Dans le passé les broderies étaient, pour ainsi dire, règlementées. Il était impossible de faire une broderie tout simplement parce qu’elle est belle. Dans chaque village il y avait des morceaux de tissu spéciaux sur lesquels des femmes âgées maîtrisant l’art suivant les règles héritées des ancêtres brodaient toutes les figures admises officiellement dans le village en question. La maître de conférences Ganka Michaylova:
« Le costume est un savant assemblage de couleurs. Tout était coloré à l’aide de colorants végétaux en respectant de strictes prescriptions. Après avoir teint la laine à l’aide de décoctions végétales, celle-ci était trempée dans des oxydants – du jus de choux, du jus de poires ou de pommes sauvages. Ensuite la laine était enterrée dans de la bouse à la suite de quoi la laine était uniformément colorée. Mais à la suite de toute cette procédure, la laine ne se décolorait pas et il n’y avait pas le contraste qu’on connaît pour les colorants à l’aniline. C’est la couleur rouge qui dominait symbolisant la vie, le vin, le sang. Il y avait également du brun, du jaune symbolisant la semence dans le sens phallique et la fertilité de la nature. Mais vous ne trouverez par exemple nulle part de vert car on croyait que cette couleur est la couleur de la mort. Vous savez que pour un malade on dit souvent qu’il est jaune-vert. Le noir était pour dessiner les contours ».

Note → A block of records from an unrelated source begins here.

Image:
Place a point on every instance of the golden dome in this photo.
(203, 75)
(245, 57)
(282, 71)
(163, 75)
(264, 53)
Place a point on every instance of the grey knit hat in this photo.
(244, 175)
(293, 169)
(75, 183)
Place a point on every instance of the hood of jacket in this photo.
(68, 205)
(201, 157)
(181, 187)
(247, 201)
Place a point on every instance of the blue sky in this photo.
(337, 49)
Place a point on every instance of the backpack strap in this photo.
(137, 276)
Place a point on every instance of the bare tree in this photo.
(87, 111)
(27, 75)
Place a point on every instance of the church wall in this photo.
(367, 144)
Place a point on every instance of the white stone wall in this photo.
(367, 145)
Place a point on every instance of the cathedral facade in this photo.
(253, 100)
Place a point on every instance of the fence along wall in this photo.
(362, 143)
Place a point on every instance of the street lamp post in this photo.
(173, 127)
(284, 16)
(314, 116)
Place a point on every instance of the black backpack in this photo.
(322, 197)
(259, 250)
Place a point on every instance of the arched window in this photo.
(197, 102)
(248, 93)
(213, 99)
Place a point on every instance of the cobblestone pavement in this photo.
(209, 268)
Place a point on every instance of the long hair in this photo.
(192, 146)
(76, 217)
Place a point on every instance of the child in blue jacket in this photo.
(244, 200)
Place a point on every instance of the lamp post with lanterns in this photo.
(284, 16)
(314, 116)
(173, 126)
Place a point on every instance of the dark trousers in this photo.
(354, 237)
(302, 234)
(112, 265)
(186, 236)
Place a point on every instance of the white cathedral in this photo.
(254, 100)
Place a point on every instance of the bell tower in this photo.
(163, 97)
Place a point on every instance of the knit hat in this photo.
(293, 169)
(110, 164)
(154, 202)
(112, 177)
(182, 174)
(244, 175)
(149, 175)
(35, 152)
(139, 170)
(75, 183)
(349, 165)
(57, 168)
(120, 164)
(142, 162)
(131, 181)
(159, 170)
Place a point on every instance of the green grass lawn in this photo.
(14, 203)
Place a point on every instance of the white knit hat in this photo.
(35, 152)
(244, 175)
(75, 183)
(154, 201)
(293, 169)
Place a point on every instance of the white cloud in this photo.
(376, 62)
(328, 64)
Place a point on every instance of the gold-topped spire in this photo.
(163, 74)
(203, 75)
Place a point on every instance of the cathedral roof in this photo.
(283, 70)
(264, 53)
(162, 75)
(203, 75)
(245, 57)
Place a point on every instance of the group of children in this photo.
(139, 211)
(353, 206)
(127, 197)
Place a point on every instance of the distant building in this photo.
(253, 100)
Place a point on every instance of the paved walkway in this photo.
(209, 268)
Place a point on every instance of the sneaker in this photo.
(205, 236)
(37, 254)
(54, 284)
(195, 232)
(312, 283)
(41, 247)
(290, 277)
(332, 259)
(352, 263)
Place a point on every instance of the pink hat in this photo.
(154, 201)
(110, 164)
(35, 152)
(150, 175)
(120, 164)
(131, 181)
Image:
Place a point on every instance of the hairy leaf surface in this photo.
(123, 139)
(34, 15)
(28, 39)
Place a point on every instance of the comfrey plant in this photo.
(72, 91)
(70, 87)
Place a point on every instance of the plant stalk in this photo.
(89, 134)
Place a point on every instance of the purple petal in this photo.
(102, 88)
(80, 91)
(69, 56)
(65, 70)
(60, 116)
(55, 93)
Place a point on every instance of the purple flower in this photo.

© Photo: archives de l'Académie des Sciences

Les costumes traditionnels masculins sont, selon le classement de l’ethnographe bien connu, le prof. Christo Vakarelski, deux principaux types selon la couleur dominante – vêtement noir et vêtement blanc. Les costumes blancs étaient typiques des régions de Sofia, de Trun, de Graovo. Dans les régions de montagne, principalement dans les centres montagneux de la Renaissance de la Sredna Gora, de la Stara planina et des Rhodopes où l’on élevait beaucoup de moutons pour approvisionner les armées ottomanes, on s’est mis à élever le mouton brun emprunté de l’Anatolie.
Jusqu’à son mariage, la Bulgare devait confectionner trois ou quatre complets de vêtements pour son futur époux et tout autant pour elle-même dans les normes établies en fonction de l’âge et des habits qui lui sont propres.
« Trois jours avant les noces, le trousseau de la jeune mariée, y compris les cadeaux qu’elle confectionnait pour les membres de sa belle famille, étaient exposés sur les murs de la maison, les tissus plus volumineux étant arrangés sur la clôture, poursuit la maître de conférences Ganka Michaylova. Le village tout entier passait pour regarder le trousseau, plus spécialement les femmes âgées qui s’y connaissaient et qui retournaient même les vêtements pour voir de quoi ils ont l’air à l’intérieur. Ces vêtements étaient réversibles ».
Les costumes traditionnels représentent un véritable univers qui véhicule sa propre langue, son propre sens. A cause de notre ignorance, nous, autres Bulgares modernes, nous nous retrouvons perdus dans la traduction, nous dit en conclusion l’ethnographe, la maître de conférences Ganka Michaylova.